Un’altra cosa noi sappiamo: la mafia è una Holding e si dirige sempre dove ci sono soldi. Basta poco e finiamo per fare arricchire ulteriormente le persone che hanno creato questa ecocidio. Che non sia solo una fantasiosa e remota ipotesi, lo dimostrano alcune interessanti inchieste, condotte dai Magistrati antimafia della Procura di Napoli, dalle quali emerge che: “Molti protagonisti delle ecomafie, che fino a ieri si sono arricchiti seppellendo rifiuti tossici, oggi si candidano per acquisire gli appalti per le bonifiche, con nuove aziende appositamente costituite”. E simili timori potrebbero ottenere già da subito una conferma, come si legge su L’Espresso di questi giorni: “Le mani di Carminati sulla Terra dei Fuochi. La Camorra l’ha avvelenata, Mafia Capitale ha ottenuto la bonifica per ripulirla”. Non partiamo certo con il piede giusto…

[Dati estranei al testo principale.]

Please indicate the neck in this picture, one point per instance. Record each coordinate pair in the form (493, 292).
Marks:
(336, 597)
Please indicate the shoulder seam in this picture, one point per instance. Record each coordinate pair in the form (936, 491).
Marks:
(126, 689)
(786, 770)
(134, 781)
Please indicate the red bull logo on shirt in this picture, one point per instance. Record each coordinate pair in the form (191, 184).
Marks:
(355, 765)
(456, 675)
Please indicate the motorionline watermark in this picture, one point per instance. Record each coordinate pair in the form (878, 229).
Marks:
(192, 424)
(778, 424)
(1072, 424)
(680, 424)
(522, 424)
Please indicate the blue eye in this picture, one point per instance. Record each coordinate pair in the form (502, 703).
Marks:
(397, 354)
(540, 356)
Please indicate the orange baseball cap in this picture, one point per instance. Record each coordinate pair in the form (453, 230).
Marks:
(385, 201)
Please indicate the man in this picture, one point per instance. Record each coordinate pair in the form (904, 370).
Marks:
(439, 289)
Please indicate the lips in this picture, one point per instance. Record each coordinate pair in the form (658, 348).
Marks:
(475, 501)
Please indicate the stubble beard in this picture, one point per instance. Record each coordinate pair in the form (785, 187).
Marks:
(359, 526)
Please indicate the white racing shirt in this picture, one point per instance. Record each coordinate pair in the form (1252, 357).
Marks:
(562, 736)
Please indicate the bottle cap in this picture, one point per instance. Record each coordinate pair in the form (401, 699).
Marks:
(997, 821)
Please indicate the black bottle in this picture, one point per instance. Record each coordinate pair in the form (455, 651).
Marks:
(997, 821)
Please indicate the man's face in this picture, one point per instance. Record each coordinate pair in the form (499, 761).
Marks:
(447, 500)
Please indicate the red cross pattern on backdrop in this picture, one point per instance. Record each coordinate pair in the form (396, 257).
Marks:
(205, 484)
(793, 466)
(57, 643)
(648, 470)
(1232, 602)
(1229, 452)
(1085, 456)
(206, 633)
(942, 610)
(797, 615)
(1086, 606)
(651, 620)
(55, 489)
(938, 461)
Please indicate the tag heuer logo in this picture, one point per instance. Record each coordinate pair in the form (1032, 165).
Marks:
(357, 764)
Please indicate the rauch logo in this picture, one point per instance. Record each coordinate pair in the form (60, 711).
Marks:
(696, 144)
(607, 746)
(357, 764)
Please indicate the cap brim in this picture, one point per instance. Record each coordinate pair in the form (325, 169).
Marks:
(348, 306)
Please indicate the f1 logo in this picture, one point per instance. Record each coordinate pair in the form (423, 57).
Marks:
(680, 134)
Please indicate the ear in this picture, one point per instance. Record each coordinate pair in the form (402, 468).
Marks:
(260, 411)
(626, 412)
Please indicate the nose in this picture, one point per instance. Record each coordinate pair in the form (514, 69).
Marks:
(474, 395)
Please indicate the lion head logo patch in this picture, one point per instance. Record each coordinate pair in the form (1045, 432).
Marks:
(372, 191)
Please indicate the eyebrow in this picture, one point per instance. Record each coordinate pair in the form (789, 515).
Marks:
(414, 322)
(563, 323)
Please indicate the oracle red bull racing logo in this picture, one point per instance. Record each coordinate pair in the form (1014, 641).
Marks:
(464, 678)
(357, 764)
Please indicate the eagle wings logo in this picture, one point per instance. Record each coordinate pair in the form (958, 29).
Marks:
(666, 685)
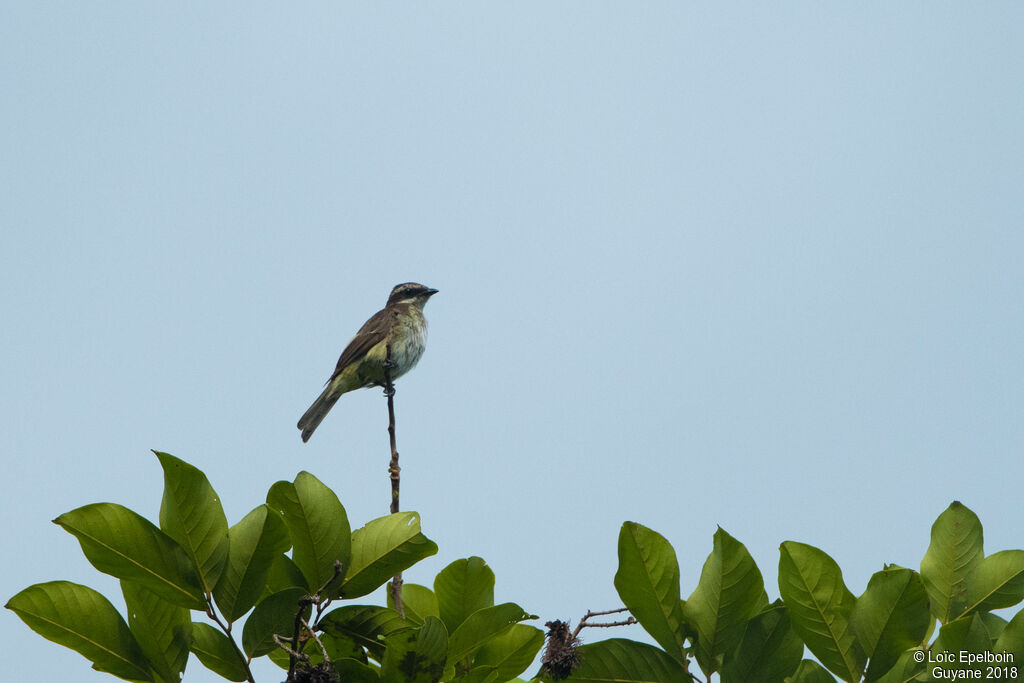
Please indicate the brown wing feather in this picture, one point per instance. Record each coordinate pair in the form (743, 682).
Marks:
(372, 333)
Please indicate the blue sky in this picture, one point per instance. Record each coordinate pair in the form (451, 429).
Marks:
(699, 265)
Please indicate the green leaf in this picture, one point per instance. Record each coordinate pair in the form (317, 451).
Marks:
(890, 617)
(462, 588)
(274, 614)
(726, 597)
(647, 582)
(967, 634)
(953, 553)
(905, 670)
(190, 513)
(352, 671)
(256, 542)
(163, 630)
(284, 573)
(81, 619)
(383, 548)
(507, 654)
(1012, 638)
(624, 660)
(996, 582)
(769, 650)
(216, 652)
(317, 524)
(416, 655)
(418, 602)
(481, 626)
(810, 672)
(819, 604)
(125, 545)
(368, 626)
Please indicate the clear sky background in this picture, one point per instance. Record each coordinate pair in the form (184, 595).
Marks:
(757, 266)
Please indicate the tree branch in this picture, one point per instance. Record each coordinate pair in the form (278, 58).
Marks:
(394, 472)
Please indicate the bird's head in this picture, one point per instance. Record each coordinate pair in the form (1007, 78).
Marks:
(413, 293)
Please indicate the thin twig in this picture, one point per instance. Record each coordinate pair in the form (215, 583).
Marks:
(394, 472)
(293, 652)
(312, 633)
(284, 644)
(584, 624)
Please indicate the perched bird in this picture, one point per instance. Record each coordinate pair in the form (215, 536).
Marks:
(399, 324)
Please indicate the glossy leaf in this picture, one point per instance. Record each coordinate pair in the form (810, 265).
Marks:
(256, 542)
(125, 545)
(996, 582)
(162, 630)
(481, 626)
(627, 660)
(190, 513)
(215, 651)
(317, 525)
(768, 651)
(953, 553)
(368, 626)
(284, 573)
(819, 604)
(274, 614)
(647, 582)
(810, 672)
(462, 588)
(906, 669)
(965, 634)
(81, 619)
(891, 616)
(726, 598)
(416, 655)
(382, 549)
(507, 654)
(1012, 638)
(353, 671)
(417, 601)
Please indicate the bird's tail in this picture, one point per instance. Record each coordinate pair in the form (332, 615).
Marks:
(311, 419)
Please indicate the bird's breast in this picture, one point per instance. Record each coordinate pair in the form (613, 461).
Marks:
(408, 342)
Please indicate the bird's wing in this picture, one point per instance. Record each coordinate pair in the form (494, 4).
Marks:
(372, 333)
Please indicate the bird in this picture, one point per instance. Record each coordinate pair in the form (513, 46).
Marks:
(401, 325)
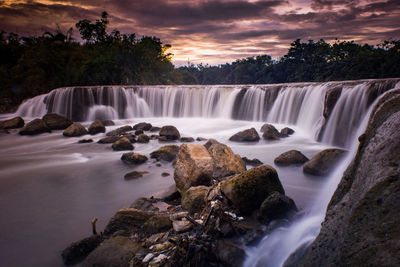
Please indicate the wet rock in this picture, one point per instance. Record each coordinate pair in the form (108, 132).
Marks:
(133, 158)
(74, 130)
(143, 138)
(108, 139)
(144, 126)
(127, 220)
(285, 132)
(170, 132)
(134, 175)
(291, 157)
(194, 199)
(97, 127)
(116, 251)
(120, 131)
(37, 126)
(13, 123)
(276, 206)
(186, 139)
(56, 121)
(324, 162)
(270, 132)
(166, 153)
(249, 135)
(252, 162)
(122, 144)
(157, 224)
(193, 167)
(77, 251)
(225, 161)
(249, 189)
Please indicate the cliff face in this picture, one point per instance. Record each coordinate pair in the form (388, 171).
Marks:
(362, 224)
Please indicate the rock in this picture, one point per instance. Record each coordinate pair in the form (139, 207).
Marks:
(143, 138)
(361, 226)
(285, 132)
(252, 162)
(74, 130)
(170, 132)
(193, 167)
(270, 132)
(122, 144)
(229, 254)
(37, 126)
(166, 153)
(324, 162)
(133, 158)
(97, 127)
(127, 220)
(225, 161)
(56, 121)
(77, 251)
(144, 126)
(194, 199)
(291, 157)
(134, 175)
(108, 139)
(120, 131)
(186, 139)
(116, 251)
(85, 141)
(249, 135)
(182, 226)
(108, 123)
(249, 189)
(157, 224)
(13, 123)
(276, 206)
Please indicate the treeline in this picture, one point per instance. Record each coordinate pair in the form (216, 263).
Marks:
(34, 65)
(309, 61)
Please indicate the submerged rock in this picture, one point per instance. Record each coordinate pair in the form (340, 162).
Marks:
(74, 130)
(37, 126)
(249, 135)
(324, 162)
(56, 121)
(291, 157)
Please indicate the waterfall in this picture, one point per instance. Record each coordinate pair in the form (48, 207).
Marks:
(301, 104)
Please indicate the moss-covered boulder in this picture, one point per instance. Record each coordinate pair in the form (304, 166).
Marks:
(324, 162)
(37, 126)
(249, 189)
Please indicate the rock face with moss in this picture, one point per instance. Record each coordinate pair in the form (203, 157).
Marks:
(361, 227)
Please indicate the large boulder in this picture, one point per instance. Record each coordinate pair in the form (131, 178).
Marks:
(13, 123)
(361, 226)
(74, 130)
(116, 251)
(170, 132)
(194, 199)
(324, 162)
(56, 121)
(37, 126)
(193, 167)
(166, 153)
(97, 127)
(225, 161)
(270, 132)
(249, 135)
(249, 189)
(122, 144)
(291, 157)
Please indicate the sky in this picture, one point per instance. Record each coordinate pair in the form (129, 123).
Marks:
(216, 32)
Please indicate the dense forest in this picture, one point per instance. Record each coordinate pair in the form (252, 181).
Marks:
(34, 65)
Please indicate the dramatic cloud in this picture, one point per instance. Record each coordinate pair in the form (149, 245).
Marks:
(216, 32)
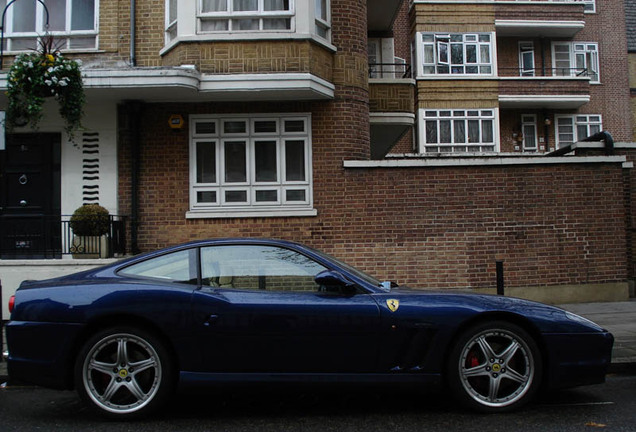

La Terra dei Fuochi è qualcosa che non ha pari in tutta Europa. Dare una mano a coloro che vivono in quei comuni, anche semplicemente parlando del genocidio e dell’ecocidio che li coinvolge, è uno dei doveri che la società civile ha nei loro confronti. Diversamente, ignorando ogni cosa, li condanneremmo ad essere tutti interrati vivi, sepolti insieme a quei velenosi rifiuti che hanno già condizionato tanto le loro vite.